Only local pilots in small sailing sloops could successfully navigate the shifting sands of the often unruly inlets that provided the sole passageways between the Atlantic Ocean and the North Carolina mainland. Consequently, big British warships could not anchor close enough to sabotage most North Carolina ports. Colonial crafts, instead, ferried much-needed supplies through Ocracoke Inlet and up inland rivers and small waterways to New England.
By the spring of 1776, British troops began threatening the pilots at Ocracoke, even boarding some of their small sloops and demanding to be taken inland, where they could better wage war. Colonial leaders then hired independent armed companies to defend the inlets, but they abandoned these small forces by autumn of the following year. British boats continued to beleaguer the Outer Banks. Ships crept close to the islands, enabling sailors to steal cattle and sheep. The redcoats anchored off Nags Head, going inland for freshwater and whatever supplies they could pilfer. They raided fishing villages, plundered small sailboats, and came ashore beneath the cloak of darkness. Ocracoke Inlet, especially, suffered under their persistent attacks.
In November 1779, North Carolina legislators formed an Ocracoke Militia Company and hired 25 local men as soldiers to defend their island. This newly armed force was issued regular pay and rations. Its members successfully protected the inlet and American supplies until fighting finally stopped in 1783, six years after America declared its independence.
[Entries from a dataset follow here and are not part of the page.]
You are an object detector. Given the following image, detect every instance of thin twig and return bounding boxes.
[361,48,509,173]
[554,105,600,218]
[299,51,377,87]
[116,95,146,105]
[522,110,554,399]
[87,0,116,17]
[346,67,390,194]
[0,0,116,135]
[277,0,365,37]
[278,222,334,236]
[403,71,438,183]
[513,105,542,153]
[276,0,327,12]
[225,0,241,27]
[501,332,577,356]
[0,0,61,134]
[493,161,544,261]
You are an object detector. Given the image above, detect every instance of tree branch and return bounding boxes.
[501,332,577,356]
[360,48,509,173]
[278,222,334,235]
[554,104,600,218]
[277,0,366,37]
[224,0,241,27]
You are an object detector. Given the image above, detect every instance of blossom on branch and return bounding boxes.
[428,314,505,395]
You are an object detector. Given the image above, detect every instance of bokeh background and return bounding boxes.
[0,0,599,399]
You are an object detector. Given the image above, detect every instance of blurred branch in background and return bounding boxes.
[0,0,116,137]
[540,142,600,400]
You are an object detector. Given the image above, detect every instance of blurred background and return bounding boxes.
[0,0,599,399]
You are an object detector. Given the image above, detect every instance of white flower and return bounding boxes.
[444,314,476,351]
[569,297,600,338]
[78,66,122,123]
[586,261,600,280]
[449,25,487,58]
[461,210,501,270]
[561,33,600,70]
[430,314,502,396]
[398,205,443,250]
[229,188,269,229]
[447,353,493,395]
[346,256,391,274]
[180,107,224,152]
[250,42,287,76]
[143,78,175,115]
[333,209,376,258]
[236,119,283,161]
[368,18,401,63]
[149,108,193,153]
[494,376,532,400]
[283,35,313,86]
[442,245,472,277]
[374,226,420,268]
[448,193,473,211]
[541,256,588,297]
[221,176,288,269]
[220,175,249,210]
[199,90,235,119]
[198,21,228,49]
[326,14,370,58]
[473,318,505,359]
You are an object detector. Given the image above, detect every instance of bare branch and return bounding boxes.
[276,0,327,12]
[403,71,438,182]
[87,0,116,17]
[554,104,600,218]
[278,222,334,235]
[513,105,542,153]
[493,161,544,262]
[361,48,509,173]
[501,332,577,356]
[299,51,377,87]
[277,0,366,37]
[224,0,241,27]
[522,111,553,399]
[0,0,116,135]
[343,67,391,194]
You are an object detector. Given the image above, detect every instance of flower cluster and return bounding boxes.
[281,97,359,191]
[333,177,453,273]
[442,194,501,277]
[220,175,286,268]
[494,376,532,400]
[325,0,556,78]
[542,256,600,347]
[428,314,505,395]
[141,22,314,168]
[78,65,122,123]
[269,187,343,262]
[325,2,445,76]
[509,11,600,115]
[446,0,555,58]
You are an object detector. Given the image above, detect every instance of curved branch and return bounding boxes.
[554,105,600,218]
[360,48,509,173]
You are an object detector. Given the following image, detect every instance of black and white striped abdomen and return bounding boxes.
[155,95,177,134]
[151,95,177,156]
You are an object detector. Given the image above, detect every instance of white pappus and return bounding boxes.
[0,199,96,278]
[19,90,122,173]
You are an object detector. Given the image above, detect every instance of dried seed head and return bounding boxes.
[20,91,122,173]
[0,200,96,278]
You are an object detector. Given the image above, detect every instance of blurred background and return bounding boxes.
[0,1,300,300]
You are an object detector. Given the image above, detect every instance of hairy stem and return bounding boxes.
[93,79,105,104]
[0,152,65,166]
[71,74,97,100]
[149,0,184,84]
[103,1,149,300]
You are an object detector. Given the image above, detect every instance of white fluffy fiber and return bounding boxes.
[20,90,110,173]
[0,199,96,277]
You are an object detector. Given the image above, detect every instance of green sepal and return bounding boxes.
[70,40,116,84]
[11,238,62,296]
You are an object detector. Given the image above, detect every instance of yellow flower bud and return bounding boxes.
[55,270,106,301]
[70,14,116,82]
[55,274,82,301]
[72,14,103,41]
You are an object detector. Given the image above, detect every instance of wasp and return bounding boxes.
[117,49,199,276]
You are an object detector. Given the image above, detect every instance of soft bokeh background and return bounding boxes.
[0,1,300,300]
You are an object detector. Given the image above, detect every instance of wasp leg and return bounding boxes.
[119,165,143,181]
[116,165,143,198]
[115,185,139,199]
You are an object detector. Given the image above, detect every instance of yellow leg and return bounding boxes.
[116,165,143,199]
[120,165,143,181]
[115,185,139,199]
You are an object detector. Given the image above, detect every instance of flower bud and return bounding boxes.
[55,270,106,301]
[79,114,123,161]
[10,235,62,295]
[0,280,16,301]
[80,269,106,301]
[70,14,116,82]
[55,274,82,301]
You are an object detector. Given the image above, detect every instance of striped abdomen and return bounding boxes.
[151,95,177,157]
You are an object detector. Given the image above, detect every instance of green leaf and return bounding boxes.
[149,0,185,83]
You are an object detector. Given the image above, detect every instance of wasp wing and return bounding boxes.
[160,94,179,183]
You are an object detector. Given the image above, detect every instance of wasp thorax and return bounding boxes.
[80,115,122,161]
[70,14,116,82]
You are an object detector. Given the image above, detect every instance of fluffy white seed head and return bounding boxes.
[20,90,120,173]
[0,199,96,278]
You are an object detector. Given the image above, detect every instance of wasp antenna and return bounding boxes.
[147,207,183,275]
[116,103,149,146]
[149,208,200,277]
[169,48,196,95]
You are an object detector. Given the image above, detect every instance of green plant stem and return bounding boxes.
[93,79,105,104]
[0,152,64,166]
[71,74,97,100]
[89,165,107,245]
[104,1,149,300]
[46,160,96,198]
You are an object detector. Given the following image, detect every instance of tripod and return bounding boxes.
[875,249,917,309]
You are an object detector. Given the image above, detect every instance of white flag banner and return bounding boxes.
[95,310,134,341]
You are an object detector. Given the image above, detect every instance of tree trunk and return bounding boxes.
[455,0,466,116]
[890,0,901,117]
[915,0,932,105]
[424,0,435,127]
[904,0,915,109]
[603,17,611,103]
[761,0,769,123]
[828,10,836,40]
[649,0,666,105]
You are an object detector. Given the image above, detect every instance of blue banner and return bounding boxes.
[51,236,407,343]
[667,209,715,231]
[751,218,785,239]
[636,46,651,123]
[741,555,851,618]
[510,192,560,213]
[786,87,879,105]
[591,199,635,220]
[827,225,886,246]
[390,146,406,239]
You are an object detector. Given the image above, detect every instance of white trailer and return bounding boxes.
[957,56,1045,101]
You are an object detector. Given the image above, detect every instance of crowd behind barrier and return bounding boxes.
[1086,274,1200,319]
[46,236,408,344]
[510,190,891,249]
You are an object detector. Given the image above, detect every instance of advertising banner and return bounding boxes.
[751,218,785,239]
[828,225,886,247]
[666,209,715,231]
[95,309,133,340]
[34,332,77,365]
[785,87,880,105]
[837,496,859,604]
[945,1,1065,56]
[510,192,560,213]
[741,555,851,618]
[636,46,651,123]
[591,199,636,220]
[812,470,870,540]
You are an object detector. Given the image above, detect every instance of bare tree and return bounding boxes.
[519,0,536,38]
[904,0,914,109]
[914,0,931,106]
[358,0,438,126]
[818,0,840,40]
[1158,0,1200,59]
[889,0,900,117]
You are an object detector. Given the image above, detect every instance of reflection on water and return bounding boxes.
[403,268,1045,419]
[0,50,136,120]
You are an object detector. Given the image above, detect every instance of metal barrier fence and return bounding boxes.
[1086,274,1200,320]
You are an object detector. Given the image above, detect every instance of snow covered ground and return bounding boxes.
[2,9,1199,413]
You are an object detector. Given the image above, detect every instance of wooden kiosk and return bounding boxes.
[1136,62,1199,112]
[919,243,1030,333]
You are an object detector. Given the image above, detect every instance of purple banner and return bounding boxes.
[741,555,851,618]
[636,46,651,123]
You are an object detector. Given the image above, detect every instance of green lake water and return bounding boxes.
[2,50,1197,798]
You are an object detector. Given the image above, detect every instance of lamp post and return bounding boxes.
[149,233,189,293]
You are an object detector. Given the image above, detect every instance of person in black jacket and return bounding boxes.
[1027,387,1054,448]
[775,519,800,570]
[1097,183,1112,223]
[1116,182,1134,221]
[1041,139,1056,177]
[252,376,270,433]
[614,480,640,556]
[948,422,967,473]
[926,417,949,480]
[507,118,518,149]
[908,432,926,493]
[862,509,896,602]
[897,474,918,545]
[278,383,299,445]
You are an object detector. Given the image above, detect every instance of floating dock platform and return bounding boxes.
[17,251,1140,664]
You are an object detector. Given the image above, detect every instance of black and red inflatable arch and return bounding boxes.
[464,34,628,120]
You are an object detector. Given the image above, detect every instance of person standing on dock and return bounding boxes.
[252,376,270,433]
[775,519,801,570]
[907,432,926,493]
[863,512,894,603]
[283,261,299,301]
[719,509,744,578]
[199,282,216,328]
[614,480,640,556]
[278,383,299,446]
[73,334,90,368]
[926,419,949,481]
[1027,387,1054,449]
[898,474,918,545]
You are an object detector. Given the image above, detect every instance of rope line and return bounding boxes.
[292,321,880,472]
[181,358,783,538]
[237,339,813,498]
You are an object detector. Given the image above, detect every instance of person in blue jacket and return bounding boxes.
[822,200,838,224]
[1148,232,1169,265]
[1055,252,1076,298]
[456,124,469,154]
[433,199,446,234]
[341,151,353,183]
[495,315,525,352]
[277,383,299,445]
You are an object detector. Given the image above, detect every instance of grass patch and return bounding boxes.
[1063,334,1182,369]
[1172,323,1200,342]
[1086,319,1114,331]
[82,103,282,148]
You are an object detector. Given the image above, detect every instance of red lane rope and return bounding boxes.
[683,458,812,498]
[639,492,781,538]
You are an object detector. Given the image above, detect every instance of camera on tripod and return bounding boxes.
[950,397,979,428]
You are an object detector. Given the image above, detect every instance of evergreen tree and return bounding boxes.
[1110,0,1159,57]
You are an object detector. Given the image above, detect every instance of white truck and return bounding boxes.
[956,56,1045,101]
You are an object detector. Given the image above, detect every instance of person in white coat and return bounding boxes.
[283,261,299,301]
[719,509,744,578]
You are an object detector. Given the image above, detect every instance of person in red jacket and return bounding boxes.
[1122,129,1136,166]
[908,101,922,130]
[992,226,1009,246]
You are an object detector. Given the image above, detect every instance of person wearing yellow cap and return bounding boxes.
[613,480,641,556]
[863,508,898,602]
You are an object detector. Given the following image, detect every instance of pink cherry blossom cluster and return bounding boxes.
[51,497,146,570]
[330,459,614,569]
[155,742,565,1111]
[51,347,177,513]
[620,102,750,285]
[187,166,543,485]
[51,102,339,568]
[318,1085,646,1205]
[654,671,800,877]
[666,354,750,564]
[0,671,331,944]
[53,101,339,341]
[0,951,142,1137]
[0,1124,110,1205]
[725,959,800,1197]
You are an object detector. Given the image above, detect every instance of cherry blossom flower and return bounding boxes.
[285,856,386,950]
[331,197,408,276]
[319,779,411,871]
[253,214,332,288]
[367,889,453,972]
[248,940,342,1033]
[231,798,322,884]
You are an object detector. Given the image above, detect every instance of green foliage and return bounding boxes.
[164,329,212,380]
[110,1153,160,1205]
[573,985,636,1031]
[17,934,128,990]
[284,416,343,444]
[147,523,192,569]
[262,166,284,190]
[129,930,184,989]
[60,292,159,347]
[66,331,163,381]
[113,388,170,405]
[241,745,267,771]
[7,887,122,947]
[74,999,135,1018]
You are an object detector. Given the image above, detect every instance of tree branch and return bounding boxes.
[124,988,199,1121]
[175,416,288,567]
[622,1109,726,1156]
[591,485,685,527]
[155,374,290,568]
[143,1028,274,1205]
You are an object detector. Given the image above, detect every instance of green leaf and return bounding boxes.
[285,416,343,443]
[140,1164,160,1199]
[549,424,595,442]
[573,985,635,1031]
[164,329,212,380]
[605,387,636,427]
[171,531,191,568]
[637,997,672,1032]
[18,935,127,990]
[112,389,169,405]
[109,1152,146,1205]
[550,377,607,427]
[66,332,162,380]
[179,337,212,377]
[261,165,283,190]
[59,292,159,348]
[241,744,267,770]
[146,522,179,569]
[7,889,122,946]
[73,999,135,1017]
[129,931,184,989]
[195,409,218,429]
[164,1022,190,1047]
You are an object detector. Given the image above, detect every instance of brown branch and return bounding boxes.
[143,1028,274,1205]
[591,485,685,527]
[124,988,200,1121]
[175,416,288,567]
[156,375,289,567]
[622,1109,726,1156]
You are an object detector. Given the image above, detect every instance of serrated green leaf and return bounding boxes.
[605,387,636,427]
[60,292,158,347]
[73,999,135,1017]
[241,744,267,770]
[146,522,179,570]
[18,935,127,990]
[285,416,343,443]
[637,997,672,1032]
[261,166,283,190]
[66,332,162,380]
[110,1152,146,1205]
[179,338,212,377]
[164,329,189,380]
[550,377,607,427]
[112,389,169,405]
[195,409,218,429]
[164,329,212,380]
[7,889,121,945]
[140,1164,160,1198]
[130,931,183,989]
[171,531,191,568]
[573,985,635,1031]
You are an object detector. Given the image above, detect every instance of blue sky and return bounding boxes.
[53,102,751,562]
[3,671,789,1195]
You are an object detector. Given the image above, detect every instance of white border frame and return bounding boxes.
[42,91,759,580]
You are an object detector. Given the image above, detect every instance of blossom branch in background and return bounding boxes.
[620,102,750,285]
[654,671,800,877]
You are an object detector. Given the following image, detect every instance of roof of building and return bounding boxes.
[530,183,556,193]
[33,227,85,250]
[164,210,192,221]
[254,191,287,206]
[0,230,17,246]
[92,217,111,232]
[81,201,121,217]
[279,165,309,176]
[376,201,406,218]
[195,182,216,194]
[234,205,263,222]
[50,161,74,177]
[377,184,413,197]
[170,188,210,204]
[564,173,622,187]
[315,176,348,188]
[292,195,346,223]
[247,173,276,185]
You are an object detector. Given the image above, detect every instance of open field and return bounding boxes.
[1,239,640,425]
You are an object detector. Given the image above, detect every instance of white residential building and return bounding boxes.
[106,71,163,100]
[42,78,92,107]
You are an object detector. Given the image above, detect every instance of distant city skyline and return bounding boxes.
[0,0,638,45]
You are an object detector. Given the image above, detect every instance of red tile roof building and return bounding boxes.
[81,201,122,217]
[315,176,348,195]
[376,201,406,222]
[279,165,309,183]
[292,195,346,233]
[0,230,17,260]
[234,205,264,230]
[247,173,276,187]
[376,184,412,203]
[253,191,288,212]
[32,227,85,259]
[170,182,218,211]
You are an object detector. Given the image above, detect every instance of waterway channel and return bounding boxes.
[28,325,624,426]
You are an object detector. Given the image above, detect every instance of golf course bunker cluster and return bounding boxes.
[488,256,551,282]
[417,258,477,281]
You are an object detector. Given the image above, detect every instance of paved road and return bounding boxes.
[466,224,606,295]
About 1,000 permanent residents made their homes on the Outer Banks by the time North Carolina became a sovereign state in 1789. Most of these people sailed south from the Tidewater area of Virginia or west from the Carolina mainland. These settlers lived primarily in two- story wooden structures with an outdoor kitchen and privy. They dug gardens in the maritime forests, built crude fish camps on the ocean, and erected rough-hewn hunting blinds along the waterfowl-rich marshlands. After frequent storms crashed along their coasts, the residents continued to profit from the shipwrecks strewn along nearby shoals and shores.